Source: The Kobeissi Letter; Compiled by: Bitchain Vision
The cryptocurrency market experienced the largest liquidation event in history on October 11, with 1.6 million traders liquidated.Over $19 billion in leveraged cryptocurrency positions were liquidated in 24 hours, nine times the previous record.
Why does this happen?Let us explain.
To put this in perspective: the liquidations we saw in the past 24 hours were approximately $17 billion larger than the February 2025 crash and more than 19 times larger than the March 2020 FTX crash.History has never seen an event of this magnitude.
During the liquidation period,The amplitude of Bitcoin’s daily K-line chart reached $20,000.This means that Bitcoin’s market value fluctuated by $380 billion in one day.This exceeds the combined market capitalization of all but 25 listed companies in the world.This has never happened in history.
But why does this happen?
timeline
For better understanding, take a look at the timeline below:
Cryptocurrency selling began at 9:50 a.m. ET, ahead of Trump’s tariff announcement at 10:57 a.m. ET.
At 4:30 PM ET, a large “whale” began shorting the cryptocurrency.
At 4:50 p.m. ET, Trump announced 100% tariffs on Chinese goods.
The first question is,How did this “giant whale” seize the opportunity of the decline so accurately?
As of 5:20 p.m.

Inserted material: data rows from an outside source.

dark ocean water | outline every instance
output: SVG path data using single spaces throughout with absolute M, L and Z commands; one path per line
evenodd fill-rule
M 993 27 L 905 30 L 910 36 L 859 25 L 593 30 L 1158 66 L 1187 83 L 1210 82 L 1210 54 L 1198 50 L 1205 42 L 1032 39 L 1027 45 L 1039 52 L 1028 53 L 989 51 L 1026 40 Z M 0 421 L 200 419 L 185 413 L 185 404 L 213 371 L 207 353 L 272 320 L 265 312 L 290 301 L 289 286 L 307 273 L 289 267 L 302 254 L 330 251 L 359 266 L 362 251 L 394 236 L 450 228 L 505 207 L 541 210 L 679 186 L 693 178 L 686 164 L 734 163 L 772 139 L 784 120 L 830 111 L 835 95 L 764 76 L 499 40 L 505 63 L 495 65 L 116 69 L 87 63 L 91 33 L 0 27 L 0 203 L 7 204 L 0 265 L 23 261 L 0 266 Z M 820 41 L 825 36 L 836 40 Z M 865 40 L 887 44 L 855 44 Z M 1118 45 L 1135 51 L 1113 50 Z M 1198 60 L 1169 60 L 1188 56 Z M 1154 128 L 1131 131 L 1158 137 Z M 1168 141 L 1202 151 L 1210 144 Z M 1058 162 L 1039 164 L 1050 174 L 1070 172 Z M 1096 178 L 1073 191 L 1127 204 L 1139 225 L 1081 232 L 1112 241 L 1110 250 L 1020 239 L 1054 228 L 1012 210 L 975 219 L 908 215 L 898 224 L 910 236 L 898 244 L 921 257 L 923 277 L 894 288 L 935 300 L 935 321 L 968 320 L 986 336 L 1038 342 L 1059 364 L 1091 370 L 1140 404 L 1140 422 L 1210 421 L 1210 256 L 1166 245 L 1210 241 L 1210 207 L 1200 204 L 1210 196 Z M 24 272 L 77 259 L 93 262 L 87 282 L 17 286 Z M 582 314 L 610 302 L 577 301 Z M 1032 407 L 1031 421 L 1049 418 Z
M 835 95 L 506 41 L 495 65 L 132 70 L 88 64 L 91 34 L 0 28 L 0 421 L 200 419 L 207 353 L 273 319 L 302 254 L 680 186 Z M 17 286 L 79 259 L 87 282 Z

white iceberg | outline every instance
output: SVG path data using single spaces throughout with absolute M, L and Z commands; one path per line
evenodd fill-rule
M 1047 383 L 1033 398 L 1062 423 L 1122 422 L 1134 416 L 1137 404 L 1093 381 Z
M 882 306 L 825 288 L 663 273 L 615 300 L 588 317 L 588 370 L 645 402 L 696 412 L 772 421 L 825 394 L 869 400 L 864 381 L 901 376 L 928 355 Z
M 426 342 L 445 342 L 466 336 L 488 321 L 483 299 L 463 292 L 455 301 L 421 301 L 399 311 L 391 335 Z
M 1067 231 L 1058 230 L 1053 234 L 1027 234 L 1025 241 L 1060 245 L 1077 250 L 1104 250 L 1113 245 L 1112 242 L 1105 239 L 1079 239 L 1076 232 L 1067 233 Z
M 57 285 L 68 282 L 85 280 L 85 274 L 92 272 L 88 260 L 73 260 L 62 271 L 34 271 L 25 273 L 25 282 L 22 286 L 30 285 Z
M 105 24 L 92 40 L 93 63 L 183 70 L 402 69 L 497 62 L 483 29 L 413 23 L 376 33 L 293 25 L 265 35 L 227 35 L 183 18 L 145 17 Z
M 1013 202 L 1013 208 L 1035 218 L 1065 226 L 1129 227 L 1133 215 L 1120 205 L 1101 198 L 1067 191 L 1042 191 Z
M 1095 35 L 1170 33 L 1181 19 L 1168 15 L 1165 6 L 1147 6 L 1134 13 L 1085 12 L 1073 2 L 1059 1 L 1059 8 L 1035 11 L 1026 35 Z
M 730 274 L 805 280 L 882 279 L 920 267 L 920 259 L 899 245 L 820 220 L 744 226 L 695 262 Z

Eastern Time, 30 minutes after Trump announced the additional tariffs, the amount cleared was as high as $19.5 billion.After the plunge, short positions were quickly closed, making a profit of $192 million.
However, there’s more to it than that.
The main reason for the great liquidation appears to be a combination of excessive leverage and high risk
If you look at the breakdown of liquidations, the long positions are heavily skewed.Long positions were liquidated at $16.7 billion, while short positions were liquidated at about $2.5 billion.The ratio between the two is 6.7:1.
More evidence of excessive long leverage in the market: All major exchanges except Bitfinex have a fairly high percentage of long liquidations.Long positions exceed 90% on most exchanges, of which Hyperliquid alone is worth $10.3 billion.The same goes for Hyperliquid used by “Whale”.
The next factor is the “shock effect”.The market has become overcrowded in favor of the longs after a historic run since the April 2025 lows.As shown in the chart below, the Greed Index exceeded 60 in the days leading up to the crash.
The sudden shock of the tariff announcement caused a dramatic shift in market sentiment.
Liquidity is the next issue:
Trump’s statement came 50 minutes after U.S. stocks closed on Friday.
As we often see,Cryptocurrency markets typically see large swings on Friday night and Sunday night.Why?Because of lack of liquidity.
There was a sudden surge in trading volume after Trump’s announcement, triggering a domino effect.
What happens next?
We think,The plunge was the result of a combination of sudden technical factors.It will have no impact on long-term fundamentals.
A technical correction is long overdue, we believe a trade deal will eventually be reached and the cryptocurrency market remains strong.We are optimistic.
This week’s rebound in volatility represents an opportunity for investors.The macroeconomics are changing, and stocks, commodities, bonds and cryptocurrencies all have investment value.
Yesterday’s plunge was a reminder of just how fragile, yet so profitable, the market has become today.
Between 9:30 a.m. and 5:20 p.m. ET, $800 billion was wiped off cryptocurrency market capitalization.Stay objective and take advantage of fluctuations.